Une gamine adorable et un héros marqué par les séquelles de la guerre : tous les éléments paraissent réunis afin de justifier pourquoi ce film plutôt obscur avait reçu en 1963 l'Oscar du Meilleur Film étranger, ainsi que deux nominations pour le scénario et la musique l'année suivante. Et pourtant, Les Dimanches de Ville d'Avray n'est nullement le genre d'épopée sentimentale et réconfortante, qui rafle d'habitude ce prix ces temps-ci. Au contraire, la relation ambiguë entre Pierre et Françoise ne manque pas de susciter un malaise constant. Le point de vue moral indécis du film lui sera en fin de compte fatal. Avant que les bonnes moeurs n'écrasent violemment la fleur délicate de l'amour innocent entre le vétéran et l'orphelin, il est permis à ces derniers de s'épanouir dans une complicité et un attachement émotionnel peu présents au cinéma. En effet, de nos jours, une telle histoire souleverait immanquablement la question épineuse de la pédophilie. Mais rien de tel ici, puisque la méfiance de l'entourage du protagoniste ne se manifeste qu'à la toute fin du film, sa partie la plus verbeuse et la moins réussie.

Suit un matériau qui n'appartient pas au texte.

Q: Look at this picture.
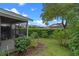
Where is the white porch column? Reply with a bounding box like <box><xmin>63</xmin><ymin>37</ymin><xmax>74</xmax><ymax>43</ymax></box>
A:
<box><xmin>11</xmin><ymin>24</ymin><xmax>16</xmax><ymax>39</ymax></box>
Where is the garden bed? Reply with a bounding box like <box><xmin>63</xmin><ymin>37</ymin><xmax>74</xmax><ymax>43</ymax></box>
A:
<box><xmin>10</xmin><ymin>42</ymin><xmax>46</xmax><ymax>56</ymax></box>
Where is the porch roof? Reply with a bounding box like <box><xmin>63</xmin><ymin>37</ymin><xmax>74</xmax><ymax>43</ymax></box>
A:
<box><xmin>0</xmin><ymin>8</ymin><xmax>32</xmax><ymax>23</ymax></box>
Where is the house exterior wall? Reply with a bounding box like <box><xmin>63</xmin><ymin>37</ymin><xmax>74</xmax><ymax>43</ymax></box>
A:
<box><xmin>0</xmin><ymin>22</ymin><xmax>28</xmax><ymax>51</ymax></box>
<box><xmin>0</xmin><ymin>18</ymin><xmax>28</xmax><ymax>51</ymax></box>
<box><xmin>0</xmin><ymin>39</ymin><xmax>15</xmax><ymax>51</ymax></box>
<box><xmin>0</xmin><ymin>24</ymin><xmax>16</xmax><ymax>51</ymax></box>
<box><xmin>0</xmin><ymin>9</ymin><xmax>30</xmax><ymax>51</ymax></box>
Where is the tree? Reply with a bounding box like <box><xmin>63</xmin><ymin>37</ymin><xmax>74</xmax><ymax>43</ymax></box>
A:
<box><xmin>41</xmin><ymin>3</ymin><xmax>79</xmax><ymax>28</ymax></box>
<box><xmin>41</xmin><ymin>3</ymin><xmax>79</xmax><ymax>55</ymax></box>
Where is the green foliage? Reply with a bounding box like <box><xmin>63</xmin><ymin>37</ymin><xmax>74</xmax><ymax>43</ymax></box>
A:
<box><xmin>0</xmin><ymin>50</ymin><xmax>8</xmax><ymax>56</ymax></box>
<box><xmin>68</xmin><ymin>32</ymin><xmax>79</xmax><ymax>55</ymax></box>
<box><xmin>41</xmin><ymin>31</ymin><xmax>48</xmax><ymax>38</ymax></box>
<box><xmin>52</xmin><ymin>29</ymin><xmax>62</xmax><ymax>40</ymax></box>
<box><xmin>73</xmin><ymin>50</ymin><xmax>79</xmax><ymax>56</ymax></box>
<box><xmin>29</xmin><ymin>28</ymin><xmax>53</xmax><ymax>38</ymax></box>
<box><xmin>48</xmin><ymin>32</ymin><xmax>53</xmax><ymax>38</ymax></box>
<box><xmin>40</xmin><ymin>3</ymin><xmax>79</xmax><ymax>56</ymax></box>
<box><xmin>52</xmin><ymin>29</ymin><xmax>72</xmax><ymax>47</ymax></box>
<box><xmin>30</xmin><ymin>32</ymin><xmax>39</xmax><ymax>39</ymax></box>
<box><xmin>15</xmin><ymin>36</ymin><xmax>31</xmax><ymax>52</ymax></box>
<box><xmin>41</xmin><ymin>3</ymin><xmax>78</xmax><ymax>24</ymax></box>
<box><xmin>53</xmin><ymin>30</ymin><xmax>64</xmax><ymax>46</ymax></box>
<box><xmin>66</xmin><ymin>21</ymin><xmax>79</xmax><ymax>55</ymax></box>
<box><xmin>31</xmin><ymin>38</ymin><xmax>72</xmax><ymax>56</ymax></box>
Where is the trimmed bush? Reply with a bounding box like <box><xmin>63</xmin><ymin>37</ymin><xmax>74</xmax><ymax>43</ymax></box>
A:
<box><xmin>15</xmin><ymin>36</ymin><xmax>31</xmax><ymax>52</ymax></box>
<box><xmin>28</xmin><ymin>28</ymin><xmax>53</xmax><ymax>38</ymax></box>
<box><xmin>41</xmin><ymin>31</ymin><xmax>48</xmax><ymax>38</ymax></box>
<box><xmin>30</xmin><ymin>32</ymin><xmax>39</xmax><ymax>39</ymax></box>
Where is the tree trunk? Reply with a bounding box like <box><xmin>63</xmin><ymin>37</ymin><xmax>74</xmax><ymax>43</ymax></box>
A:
<box><xmin>62</xmin><ymin>19</ymin><xmax>67</xmax><ymax>29</ymax></box>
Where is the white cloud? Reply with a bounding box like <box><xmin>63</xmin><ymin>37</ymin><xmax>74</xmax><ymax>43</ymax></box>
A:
<box><xmin>19</xmin><ymin>3</ymin><xmax>25</xmax><ymax>6</ymax></box>
<box><xmin>31</xmin><ymin>8</ymin><xmax>36</xmax><ymax>11</ymax></box>
<box><xmin>5</xmin><ymin>8</ymin><xmax>46</xmax><ymax>27</ymax></box>
<box><xmin>48</xmin><ymin>19</ymin><xmax>62</xmax><ymax>26</ymax></box>
<box><xmin>5</xmin><ymin>8</ymin><xmax>20</xmax><ymax>14</ymax></box>
<box><xmin>22</xmin><ymin>13</ymin><xmax>28</xmax><ymax>17</ymax></box>
<box><xmin>10</xmin><ymin>8</ymin><xmax>20</xmax><ymax>14</ymax></box>
<box><xmin>53</xmin><ymin>19</ymin><xmax>57</xmax><ymax>22</ymax></box>
<box><xmin>29</xmin><ymin>20</ymin><xmax>47</xmax><ymax>27</ymax></box>
<box><xmin>5</xmin><ymin>8</ymin><xmax>10</xmax><ymax>11</ymax></box>
<box><xmin>5</xmin><ymin>8</ymin><xmax>28</xmax><ymax>17</ymax></box>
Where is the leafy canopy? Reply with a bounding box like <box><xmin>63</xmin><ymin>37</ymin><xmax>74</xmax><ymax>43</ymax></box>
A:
<box><xmin>41</xmin><ymin>3</ymin><xmax>79</xmax><ymax>24</ymax></box>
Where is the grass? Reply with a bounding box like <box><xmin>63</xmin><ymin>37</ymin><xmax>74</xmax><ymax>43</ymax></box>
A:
<box><xmin>31</xmin><ymin>38</ymin><xmax>72</xmax><ymax>56</ymax></box>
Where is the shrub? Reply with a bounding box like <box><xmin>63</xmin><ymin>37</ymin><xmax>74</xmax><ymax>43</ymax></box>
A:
<box><xmin>73</xmin><ymin>50</ymin><xmax>79</xmax><ymax>56</ymax></box>
<box><xmin>52</xmin><ymin>29</ymin><xmax>64</xmax><ymax>40</ymax></box>
<box><xmin>0</xmin><ymin>50</ymin><xmax>8</xmax><ymax>56</ymax></box>
<box><xmin>15</xmin><ymin>36</ymin><xmax>31</xmax><ymax>52</ymax></box>
<box><xmin>28</xmin><ymin>28</ymin><xmax>53</xmax><ymax>38</ymax></box>
<box><xmin>48</xmin><ymin>30</ymin><xmax>54</xmax><ymax>38</ymax></box>
<box><xmin>68</xmin><ymin>32</ymin><xmax>79</xmax><ymax>55</ymax></box>
<box><xmin>52</xmin><ymin>29</ymin><xmax>70</xmax><ymax>47</ymax></box>
<box><xmin>30</xmin><ymin>32</ymin><xmax>39</xmax><ymax>39</ymax></box>
<box><xmin>40</xmin><ymin>31</ymin><xmax>48</xmax><ymax>38</ymax></box>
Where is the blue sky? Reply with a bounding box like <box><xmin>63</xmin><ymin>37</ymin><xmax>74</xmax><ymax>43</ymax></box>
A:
<box><xmin>0</xmin><ymin>3</ymin><xmax>42</xmax><ymax>20</ymax></box>
<box><xmin>0</xmin><ymin>3</ymin><xmax>62</xmax><ymax>27</ymax></box>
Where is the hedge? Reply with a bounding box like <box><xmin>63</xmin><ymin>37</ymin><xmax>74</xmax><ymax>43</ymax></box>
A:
<box><xmin>28</xmin><ymin>28</ymin><xmax>54</xmax><ymax>38</ymax></box>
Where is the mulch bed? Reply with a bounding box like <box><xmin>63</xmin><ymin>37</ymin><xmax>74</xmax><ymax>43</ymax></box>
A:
<box><xmin>10</xmin><ymin>42</ymin><xmax>46</xmax><ymax>56</ymax></box>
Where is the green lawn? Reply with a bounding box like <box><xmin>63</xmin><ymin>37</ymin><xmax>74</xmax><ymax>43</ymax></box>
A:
<box><xmin>31</xmin><ymin>38</ymin><xmax>72</xmax><ymax>56</ymax></box>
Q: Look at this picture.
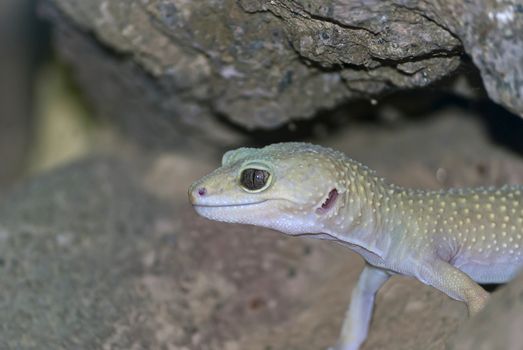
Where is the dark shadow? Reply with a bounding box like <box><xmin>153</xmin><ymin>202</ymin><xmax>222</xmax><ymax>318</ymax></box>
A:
<box><xmin>0</xmin><ymin>0</ymin><xmax>51</xmax><ymax>190</ymax></box>
<box><xmin>217</xmin><ymin>61</ymin><xmax>523</xmax><ymax>161</ymax></box>
<box><xmin>216</xmin><ymin>86</ymin><xmax>474</xmax><ymax>149</ymax></box>
<box><xmin>476</xmin><ymin>100</ymin><xmax>523</xmax><ymax>156</ymax></box>
<box><xmin>481</xmin><ymin>283</ymin><xmax>502</xmax><ymax>293</ymax></box>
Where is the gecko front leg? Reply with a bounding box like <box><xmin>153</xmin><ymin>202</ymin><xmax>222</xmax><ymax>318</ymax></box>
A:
<box><xmin>417</xmin><ymin>259</ymin><xmax>490</xmax><ymax>316</ymax></box>
<box><xmin>332</xmin><ymin>264</ymin><xmax>390</xmax><ymax>350</ymax></box>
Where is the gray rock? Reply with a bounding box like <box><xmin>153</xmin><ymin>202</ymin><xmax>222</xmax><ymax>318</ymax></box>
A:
<box><xmin>40</xmin><ymin>0</ymin><xmax>522</xmax><ymax>136</ymax></box>
<box><xmin>403</xmin><ymin>0</ymin><xmax>523</xmax><ymax>121</ymax></box>
<box><xmin>0</xmin><ymin>158</ymin><xmax>165</xmax><ymax>349</ymax></box>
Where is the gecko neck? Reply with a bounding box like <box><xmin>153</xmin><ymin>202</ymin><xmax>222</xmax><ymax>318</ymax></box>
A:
<box><xmin>323</xmin><ymin>166</ymin><xmax>397</xmax><ymax>259</ymax></box>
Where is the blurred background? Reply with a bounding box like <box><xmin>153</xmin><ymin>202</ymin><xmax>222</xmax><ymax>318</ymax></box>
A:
<box><xmin>0</xmin><ymin>0</ymin><xmax>90</xmax><ymax>190</ymax></box>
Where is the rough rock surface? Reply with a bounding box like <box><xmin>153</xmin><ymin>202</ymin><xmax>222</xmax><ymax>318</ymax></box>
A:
<box><xmin>40</xmin><ymin>0</ymin><xmax>522</xmax><ymax>137</ymax></box>
<box><xmin>0</xmin><ymin>158</ymin><xmax>164</xmax><ymax>349</ymax></box>
<box><xmin>2</xmin><ymin>108</ymin><xmax>523</xmax><ymax>349</ymax></box>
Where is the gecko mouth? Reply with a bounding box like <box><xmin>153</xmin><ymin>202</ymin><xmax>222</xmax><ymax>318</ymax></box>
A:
<box><xmin>192</xmin><ymin>200</ymin><xmax>269</xmax><ymax>208</ymax></box>
<box><xmin>192</xmin><ymin>200</ymin><xmax>271</xmax><ymax>222</ymax></box>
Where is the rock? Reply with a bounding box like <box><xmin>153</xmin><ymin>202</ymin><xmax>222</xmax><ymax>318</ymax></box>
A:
<box><xmin>447</xmin><ymin>271</ymin><xmax>523</xmax><ymax>350</ymax></box>
<box><xmin>0</xmin><ymin>158</ymin><xmax>166</xmax><ymax>349</ymax></box>
<box><xmin>40</xmin><ymin>0</ymin><xmax>522</xmax><ymax>137</ymax></box>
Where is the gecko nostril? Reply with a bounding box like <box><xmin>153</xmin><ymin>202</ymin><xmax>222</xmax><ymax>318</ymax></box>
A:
<box><xmin>197</xmin><ymin>187</ymin><xmax>207</xmax><ymax>196</ymax></box>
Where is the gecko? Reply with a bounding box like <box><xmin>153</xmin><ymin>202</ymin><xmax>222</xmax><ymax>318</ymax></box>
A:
<box><xmin>188</xmin><ymin>142</ymin><xmax>523</xmax><ymax>350</ymax></box>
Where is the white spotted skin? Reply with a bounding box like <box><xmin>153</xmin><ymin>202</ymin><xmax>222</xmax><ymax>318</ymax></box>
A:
<box><xmin>189</xmin><ymin>142</ymin><xmax>523</xmax><ymax>350</ymax></box>
<box><xmin>392</xmin><ymin>187</ymin><xmax>523</xmax><ymax>283</ymax></box>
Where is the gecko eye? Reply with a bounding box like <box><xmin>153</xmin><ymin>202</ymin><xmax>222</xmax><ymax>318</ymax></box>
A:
<box><xmin>240</xmin><ymin>168</ymin><xmax>271</xmax><ymax>192</ymax></box>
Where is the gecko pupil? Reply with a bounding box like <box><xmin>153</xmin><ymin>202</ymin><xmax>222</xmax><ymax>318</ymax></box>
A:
<box><xmin>240</xmin><ymin>168</ymin><xmax>270</xmax><ymax>191</ymax></box>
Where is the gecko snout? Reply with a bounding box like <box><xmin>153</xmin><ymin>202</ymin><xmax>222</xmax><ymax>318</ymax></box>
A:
<box><xmin>188</xmin><ymin>183</ymin><xmax>207</xmax><ymax>205</ymax></box>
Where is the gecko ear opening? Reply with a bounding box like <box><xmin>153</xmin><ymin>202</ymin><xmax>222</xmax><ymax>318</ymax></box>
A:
<box><xmin>316</xmin><ymin>189</ymin><xmax>339</xmax><ymax>215</ymax></box>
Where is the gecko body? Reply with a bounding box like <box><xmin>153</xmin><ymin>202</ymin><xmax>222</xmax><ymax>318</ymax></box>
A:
<box><xmin>188</xmin><ymin>142</ymin><xmax>523</xmax><ymax>350</ymax></box>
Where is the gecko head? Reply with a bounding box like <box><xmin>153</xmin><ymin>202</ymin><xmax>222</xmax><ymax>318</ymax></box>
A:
<box><xmin>188</xmin><ymin>143</ymin><xmax>347</xmax><ymax>235</ymax></box>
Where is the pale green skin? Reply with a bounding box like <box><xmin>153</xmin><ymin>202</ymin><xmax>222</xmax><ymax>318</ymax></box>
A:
<box><xmin>189</xmin><ymin>142</ymin><xmax>523</xmax><ymax>350</ymax></box>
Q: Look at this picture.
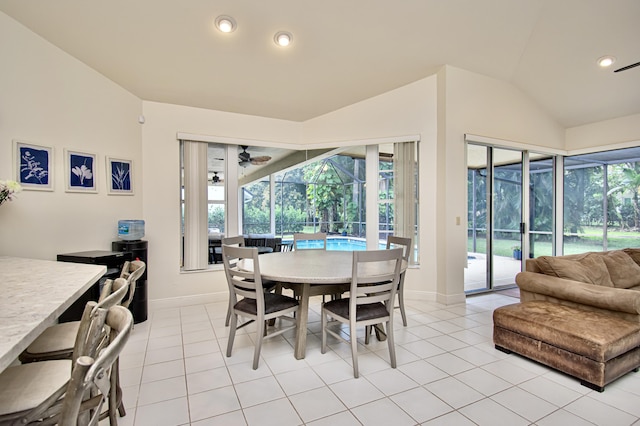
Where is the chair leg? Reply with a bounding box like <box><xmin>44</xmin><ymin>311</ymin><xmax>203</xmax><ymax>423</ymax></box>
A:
<box><xmin>253</xmin><ymin>320</ymin><xmax>265</xmax><ymax>370</ymax></box>
<box><xmin>350</xmin><ymin>321</ymin><xmax>359</xmax><ymax>378</ymax></box>
<box><xmin>398</xmin><ymin>279</ymin><xmax>407</xmax><ymax>327</ymax></box>
<box><xmin>364</xmin><ymin>325</ymin><xmax>371</xmax><ymax>345</ymax></box>
<box><xmin>225</xmin><ymin>298</ymin><xmax>233</xmax><ymax>327</ymax></box>
<box><xmin>386</xmin><ymin>319</ymin><xmax>397</xmax><ymax>368</ymax></box>
<box><xmin>109</xmin><ymin>358</ymin><xmax>122</xmax><ymax>424</ymax></box>
<box><xmin>226</xmin><ymin>314</ymin><xmax>237</xmax><ymax>357</ymax></box>
<box><xmin>115</xmin><ymin>357</ymin><xmax>126</xmax><ymax>417</ymax></box>
<box><xmin>321</xmin><ymin>306</ymin><xmax>327</xmax><ymax>354</ymax></box>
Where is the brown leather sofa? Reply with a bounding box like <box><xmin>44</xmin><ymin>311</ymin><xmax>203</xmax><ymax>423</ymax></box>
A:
<box><xmin>494</xmin><ymin>249</ymin><xmax>640</xmax><ymax>391</ymax></box>
<box><xmin>517</xmin><ymin>248</ymin><xmax>640</xmax><ymax>322</ymax></box>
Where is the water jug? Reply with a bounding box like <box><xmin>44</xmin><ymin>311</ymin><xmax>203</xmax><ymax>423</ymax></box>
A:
<box><xmin>118</xmin><ymin>219</ymin><xmax>145</xmax><ymax>240</ymax></box>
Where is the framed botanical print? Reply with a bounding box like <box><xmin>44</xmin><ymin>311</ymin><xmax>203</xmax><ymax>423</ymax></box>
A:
<box><xmin>106</xmin><ymin>157</ymin><xmax>133</xmax><ymax>195</ymax></box>
<box><xmin>65</xmin><ymin>149</ymin><xmax>97</xmax><ymax>193</ymax></box>
<box><xmin>14</xmin><ymin>140</ymin><xmax>54</xmax><ymax>191</ymax></box>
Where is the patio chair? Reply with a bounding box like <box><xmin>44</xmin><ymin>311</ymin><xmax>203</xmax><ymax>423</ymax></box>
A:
<box><xmin>321</xmin><ymin>248</ymin><xmax>403</xmax><ymax>378</ymax></box>
<box><xmin>223</xmin><ymin>245</ymin><xmax>299</xmax><ymax>369</ymax></box>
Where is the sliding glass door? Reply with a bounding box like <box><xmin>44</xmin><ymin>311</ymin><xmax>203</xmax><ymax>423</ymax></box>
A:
<box><xmin>466</xmin><ymin>143</ymin><xmax>556</xmax><ymax>293</ymax></box>
<box><xmin>492</xmin><ymin>148</ymin><xmax>523</xmax><ymax>289</ymax></box>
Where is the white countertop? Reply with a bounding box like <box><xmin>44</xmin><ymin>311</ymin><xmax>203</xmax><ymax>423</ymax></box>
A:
<box><xmin>0</xmin><ymin>256</ymin><xmax>106</xmax><ymax>372</ymax></box>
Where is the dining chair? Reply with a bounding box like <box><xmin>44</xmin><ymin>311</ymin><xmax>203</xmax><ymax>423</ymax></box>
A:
<box><xmin>321</xmin><ymin>248</ymin><xmax>403</xmax><ymax>378</ymax></box>
<box><xmin>18</xmin><ymin>261</ymin><xmax>144</xmax><ymax>420</ymax></box>
<box><xmin>222</xmin><ymin>236</ymin><xmax>277</xmax><ymax>327</ymax></box>
<box><xmin>19</xmin><ymin>275</ymin><xmax>135</xmax><ymax>363</ymax></box>
<box><xmin>222</xmin><ymin>235</ymin><xmax>246</xmax><ymax>247</ymax></box>
<box><xmin>0</xmin><ymin>302</ymin><xmax>134</xmax><ymax>426</ymax></box>
<box><xmin>293</xmin><ymin>232</ymin><xmax>327</xmax><ymax>250</ymax></box>
<box><xmin>222</xmin><ymin>236</ymin><xmax>248</xmax><ymax>326</ymax></box>
<box><xmin>117</xmin><ymin>260</ymin><xmax>146</xmax><ymax>311</ymax></box>
<box><xmin>222</xmin><ymin>245</ymin><xmax>299</xmax><ymax>369</ymax></box>
<box><xmin>386</xmin><ymin>235</ymin><xmax>412</xmax><ymax>326</ymax></box>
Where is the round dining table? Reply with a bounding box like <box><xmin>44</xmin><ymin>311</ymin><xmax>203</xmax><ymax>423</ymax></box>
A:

Le traitement de la relation entre Pierre et Françoise et de ses implications sociales n'est cependant pas le seul aspect daté du film. La ressortie de ce que nous considérions plus comme une curiosité de l'Histoire du cinéma que comme un classique incontournable, en tout cas en France, nous permet en effet de nous rendre compte à quel point l'expression filmique et ses préoccupations formelles ont évolué de façon significative depuis un demi-siècle. Les années 1960 se sont distinguées par une quête presque métaphysique du sens des choses et de la vie. Ainsi, le fond psychologique des troubles de Pierre n'est pas expliqué d'une manière explicite, mais son mal de vivre, qui est au fond celui de tous les personnages, pèse sur le récit comme une mise en garde abstraite. Ce malaise existentiel et ce dépouillement des certitudes se retrouvent du côté visuel du film. Dans le cadre d'un langage cinématographique libéré par la Nouvelle Vague, tous les motifs, aussi farfelus soient-ils, sont permis pour transmettre symboliquement les intentions du film. A la limite, ce sont surtout ces plans des cercles dans l'eau ou des convives vus à travers le fond du verre qui enferment esthétiquement ce film dans une époque définitivement révolue.
Enfin, les interprétations jouent un rôle important dans la création d'un malaise durable et passablement malsain. Hardy Krüger en héros de guerre amnésique s'en sort encore le mieux, puisque son jeu détaché permet à Pierre de rester à l'écart, dans sa bulle d'une folie douce, de tout jugement moral sévère. Patricia Gozzi et Nicole Courcel ont déjà beaucoup plus de mal à faire exister les deux extrémités émotionnelles entre lesquelles Pierre s'use. Tandis que la première fait bien trop promptement couler les larmes à flots pour nous émouvoir, la deuxième peine à rendre intéressant son personnage dévoué, et même assez masochiste dans son amour unilatéral pour Pierre, en dehors de sa fonction scénaristique de base comme lien fragile avec la raison et le respect des conventions sociales.